Parents Influence Teens Even When It Comes to Sleep

I believe as children age how we parent must change as well. John Moore the Children Pastor of St. Louis Family Church once said in a sermon " Parents raise kids and influence teens." I have over the years come to appreciate this advice. This story in the Wall Street Journal talks about how parental sleep habits influence teen sleep patterns. You can read the article here.

I think this is a very important study not because of the whole getting enough rest, which of course is very important. But, because it is a testament to the fact --children are keen observers of parent behavior even into the teen years. In this case teens are observing what self-care looks like. Eating right, drinking water, exercising, and sleep are all examples of how we take care of ourselves. Adults should  live the lives which they want their children to live most especially in this area. As this study shows how parents live is a primary influence on their teens. Teaching how to live by being a living example. Here are five suggestions to positively influencing teens.

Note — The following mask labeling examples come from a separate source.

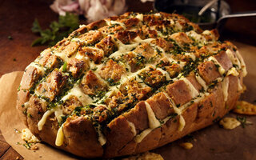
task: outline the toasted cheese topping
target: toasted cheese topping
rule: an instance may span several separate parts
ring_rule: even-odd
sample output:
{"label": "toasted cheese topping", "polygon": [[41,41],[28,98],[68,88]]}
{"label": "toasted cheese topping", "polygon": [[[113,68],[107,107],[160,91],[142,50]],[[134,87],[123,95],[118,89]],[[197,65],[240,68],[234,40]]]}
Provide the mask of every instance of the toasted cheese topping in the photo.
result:
{"label": "toasted cheese topping", "polygon": [[226,130],[233,130],[241,125],[241,122],[234,118],[224,118],[219,122],[219,124]]}
{"label": "toasted cheese topping", "polygon": [[226,102],[227,101],[227,97],[229,94],[229,78],[226,78],[223,80],[222,82],[222,91],[223,91],[223,95],[224,95],[224,101]]}
{"label": "toasted cheese topping", "polygon": [[96,131],[97,131],[97,134],[98,134],[98,140],[99,142],[99,143],[101,144],[101,146],[103,146],[106,144],[106,137],[103,135],[101,129],[100,129],[100,126],[97,126],[96,127]]}
{"label": "toasted cheese topping", "polygon": [[213,57],[213,56],[210,56],[209,58],[208,58],[209,61],[212,61],[215,65],[218,65],[218,72],[221,75],[223,75],[223,74],[225,74],[226,70],[225,69],[222,67],[222,66],[218,62],[218,60]]}
{"label": "toasted cheese topping", "polygon": [[146,138],[152,130],[153,130],[153,129],[150,129],[150,128],[146,129],[140,134],[138,134],[134,138],[134,141],[138,143],[142,142],[142,141],[144,139],[144,138]]}
{"label": "toasted cheese topping", "polygon": [[234,67],[232,67],[230,70],[227,71],[226,75],[234,75],[237,77],[239,75],[239,73]]}
{"label": "toasted cheese topping", "polygon": [[186,83],[186,86],[190,90],[192,98],[197,97],[199,94],[197,89],[194,88],[194,85],[186,78],[181,78],[181,80],[182,80]]}
{"label": "toasted cheese topping", "polygon": [[129,121],[127,121],[127,122],[128,122],[128,124],[129,124],[129,126],[130,126],[130,127],[131,132],[132,132],[132,133],[134,134],[134,135],[135,136],[135,135],[137,134],[137,132],[136,132],[136,128],[135,128],[134,124],[132,123],[132,122],[129,122]]}
{"label": "toasted cheese topping", "polygon": [[237,65],[238,68],[241,68],[241,64],[239,60],[234,57],[235,53],[231,51],[230,49],[227,49],[227,50],[226,50],[226,54],[232,62],[232,64]]}
{"label": "toasted cheese topping", "polygon": [[198,82],[203,87],[205,90],[207,90],[207,86],[206,82],[202,78],[202,77],[199,75],[199,74],[195,74],[195,78],[197,79]]}
{"label": "toasted cheese topping", "polygon": [[65,102],[71,96],[78,98],[83,106],[86,106],[93,102],[93,100],[88,95],[85,94],[78,86],[74,86],[70,91],[62,98],[62,100]]}
{"label": "toasted cheese topping", "polygon": [[36,138],[28,128],[23,129],[22,134],[22,139],[27,142],[40,142],[38,138]]}
{"label": "toasted cheese topping", "polygon": [[145,105],[146,105],[146,109],[147,111],[147,116],[149,118],[150,128],[154,129],[154,128],[160,126],[160,122],[157,119],[157,118],[155,117],[154,113],[152,110],[150,105],[146,102],[145,102]]}
{"label": "toasted cheese topping", "polygon": [[40,65],[40,64],[38,64],[38,63],[37,63],[35,62],[31,62],[27,67],[26,67],[26,70],[30,66],[35,67],[38,70],[42,71],[42,74],[44,74],[46,73],[46,69],[42,65]]}
{"label": "toasted cheese topping", "polygon": [[55,140],[55,145],[57,146],[61,146],[63,144],[64,142],[64,134],[63,134],[63,126],[59,127],[57,136],[56,136],[56,140]]}
{"label": "toasted cheese topping", "polygon": [[47,110],[46,113],[44,113],[44,114],[42,115],[42,118],[40,119],[40,121],[38,123],[38,130],[42,130],[42,126],[45,125],[47,118],[52,114],[56,109],[50,109],[50,110]]}
{"label": "toasted cheese topping", "polygon": [[238,56],[240,63],[241,63],[241,67],[242,67],[242,76],[246,77],[246,75],[247,74],[247,70],[246,70],[246,63],[242,57],[242,55],[240,54],[240,53],[238,52],[238,50],[237,50],[235,52],[236,55]]}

  1. Explain to your teen about what you are doing and why. Teens are approaching adulthood they need to know more and more the why of how adults do things.
  2. Be a mentor and develop a mentoring team. A large part of being the parent of a teen is helping them to understand what it means to be an adult. This includes being a sounding board and offering insights and advice as they begin to make life decisions. However, sometimes it is not comfortable for teens to come to parents with certain issues. Before an issue comes up sit down together and talk about which adults in your lives you both are comfortable with your teen to go to for advice. Then ask these folks over.  Use this time for you and your teen to discuss if they are willing to be a sounding board and to offer advice to your child. Try not to put them on the spot; ask them to take a week or two to think about it, and get back to you.
  3. Create a plan to help your teen prepare for adult responsibility. You may help them learn to manage a budget, learn about credit, paying bills, etc. it will help to start with your teens strengths because it will help them to build confidence.
  4. Give your teens more responsibility. Teens tend to fair much better if they feel their parents trust them. Giving them responsibility and thanking them when they live up to it helps build confidence. Some suggestions include: make them responsible for one meal a week, have them do their own laundry, and even have them get a part-time job to pay for their own car insurance.
  5. Help your teen identify their interests, goals, and passions. Teens fair better when they find their own interests and passions to pursue. It gives their lives direction and helps to define their roles.
  6. Be patient, supportive, and approachable. Teens are in a very difficult stage of life called Identity verses Role Confusion. This stage is  where they need lots of parental support. This is a confusing time where they are trying to figure out their own role as an adult and their place in the adult world. This can be overwhelming to them at times and they act either belligerent or childish depending on the situation. Parents can help by not allowing teen moodiness to affect their reactions. In additions, if adults support them in being who they are and follow the convictions of their own hearts it is easier on the changes in your relationship. Of course you still need boundaries, there should be some non-negotiables, and teens need real and consistent supervision.
One thing to keep in mind is that two year olds and teens are in the same stage. Teens show the same stubbornness and control needs in effect they are saying "I can do it myself". Keep this in mind and you will  have an easier time. I believe if we use our lives to teach about adulthood and are there for there them, makes it easier as they explore their own journey.